Even though the Riverside scholars found a modest positive correlation between course evaluations and learning, their study is unlikely to quiet the concerns of people like Mr. Moore, at Arkansas. The students’ grades were more strongly correlated with their course ratings than their learning was—so if the instructors in the remedial-math course are rewarded or punished for their course-evaluation scores, they may indeed feel pressure to inflate students’ grades in ways that do not reflect learning. A much-discussed study this year, which also benefited from an unusually clean data set, found that student course ratings were negatively correlated with “deep learning"—that is, with their performance in subsequent courses in the same department.
But the Riverside study does offer hope that well-designed evaluation forms might actually capture important information about student learning. (Back in April, The Chronicle looked at several innovative systems that aspire to ask wiser questions than traditional course-evaluation forms do.)
The Riverside working paper is titled “Do Course Evaluations Reflect Student Learning? Evidence from a Pre-Test/Post-Test Setting.” Its authors are Mindy S. Marks, an assistant professor of economics at Riverside; David H. Fairris, a professor of economics and vice provost for undergraduate education there; and Trinidad Beleche, who completed a doctorate in economics at Riverside this year.
Patterns of Nonparticipation
The other recent paper, which was presented last month at the annual meeting of the Association for the Study of Higher Education, examines which students choose not to fill out course evaluations, and why.
Those are longstanding questions in the study of course evaluations. If a significant number of students never fill out the forms (and the nonresponse rate is growing as universities move toward online surveys), does their absence skew the average scores for a given course? Or are the responders and the nonresponders essentially similar groups?
The authors, who are based at North Carolina State University, looked at the experiences of more than 20,000 students at the end of a recent semester “at a four-year research university in the Southeast.”
The overall response rate for student course evaluations was slightly more than 50 percent, and the patterns of nonresponse were not random. The researchers discovered the following:
- Students who earn D’s and F’s in a course are 23 percent less likely than others to fill out the course’s evaluation forms.

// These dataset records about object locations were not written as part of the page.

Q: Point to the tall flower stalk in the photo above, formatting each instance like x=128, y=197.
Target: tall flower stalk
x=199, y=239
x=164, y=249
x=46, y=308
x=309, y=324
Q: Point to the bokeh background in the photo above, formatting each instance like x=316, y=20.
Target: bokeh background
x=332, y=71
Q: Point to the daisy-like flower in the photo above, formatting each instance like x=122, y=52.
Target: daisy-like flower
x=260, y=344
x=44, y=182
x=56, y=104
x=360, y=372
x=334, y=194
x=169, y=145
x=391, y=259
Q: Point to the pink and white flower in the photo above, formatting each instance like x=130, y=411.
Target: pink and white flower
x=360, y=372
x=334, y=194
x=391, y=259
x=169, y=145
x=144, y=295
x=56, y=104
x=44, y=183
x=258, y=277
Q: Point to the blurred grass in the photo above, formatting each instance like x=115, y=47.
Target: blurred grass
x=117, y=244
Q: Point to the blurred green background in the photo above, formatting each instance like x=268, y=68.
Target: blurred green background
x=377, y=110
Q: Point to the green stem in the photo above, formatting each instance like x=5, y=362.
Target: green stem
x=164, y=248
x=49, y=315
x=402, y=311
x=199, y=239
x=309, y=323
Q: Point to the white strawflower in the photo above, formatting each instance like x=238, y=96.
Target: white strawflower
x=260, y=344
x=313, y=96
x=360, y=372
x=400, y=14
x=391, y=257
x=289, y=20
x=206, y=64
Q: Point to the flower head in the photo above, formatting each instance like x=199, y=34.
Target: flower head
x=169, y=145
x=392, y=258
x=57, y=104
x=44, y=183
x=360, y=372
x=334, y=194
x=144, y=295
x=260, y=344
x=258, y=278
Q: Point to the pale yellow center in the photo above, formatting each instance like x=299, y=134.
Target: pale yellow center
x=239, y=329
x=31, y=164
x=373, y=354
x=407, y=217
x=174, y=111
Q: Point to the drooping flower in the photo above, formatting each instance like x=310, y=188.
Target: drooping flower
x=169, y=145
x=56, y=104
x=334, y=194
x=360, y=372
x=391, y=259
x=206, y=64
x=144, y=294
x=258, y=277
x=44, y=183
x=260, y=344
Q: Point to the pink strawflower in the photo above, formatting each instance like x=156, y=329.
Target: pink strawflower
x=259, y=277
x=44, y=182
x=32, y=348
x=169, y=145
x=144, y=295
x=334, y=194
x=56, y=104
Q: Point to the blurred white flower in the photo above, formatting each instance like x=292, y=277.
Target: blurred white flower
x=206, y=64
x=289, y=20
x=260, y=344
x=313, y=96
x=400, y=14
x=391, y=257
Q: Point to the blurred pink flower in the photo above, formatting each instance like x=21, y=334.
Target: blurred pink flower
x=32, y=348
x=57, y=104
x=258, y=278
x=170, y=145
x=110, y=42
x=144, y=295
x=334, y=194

- Students’ response rates are six percentage points higher for courses in their majors than for those outside their majors.
- Response rates varied significantly by major. Students in so-called “realistic majors,” which include biology and computer science, were much more likely to fill out evaluation forms than were students in “social majors,” which include communications and psychology.
- Students appeared to exhibit “survey fatigue.” If they received 11 or more online surveys (including course evaluations) from the university in a semester, their response rates tended to decline.
All of those factors, the authors write, mean that it is important to be cautious about interpreting average evaluation scores for a particular course—the kind of scores that will soon be appearing by the thousand on Texas universities’ Web sites.
The paper’s title is “Who Doesn’t Respond and Why? An Analysis of Nonresponse to Online Student Evaluations of Teaching.” The authors are Meredith J.D. Adams, a teaching assistant professor of education at North Carolina State, and Paul D. Umbach, an associate professor of higher education there.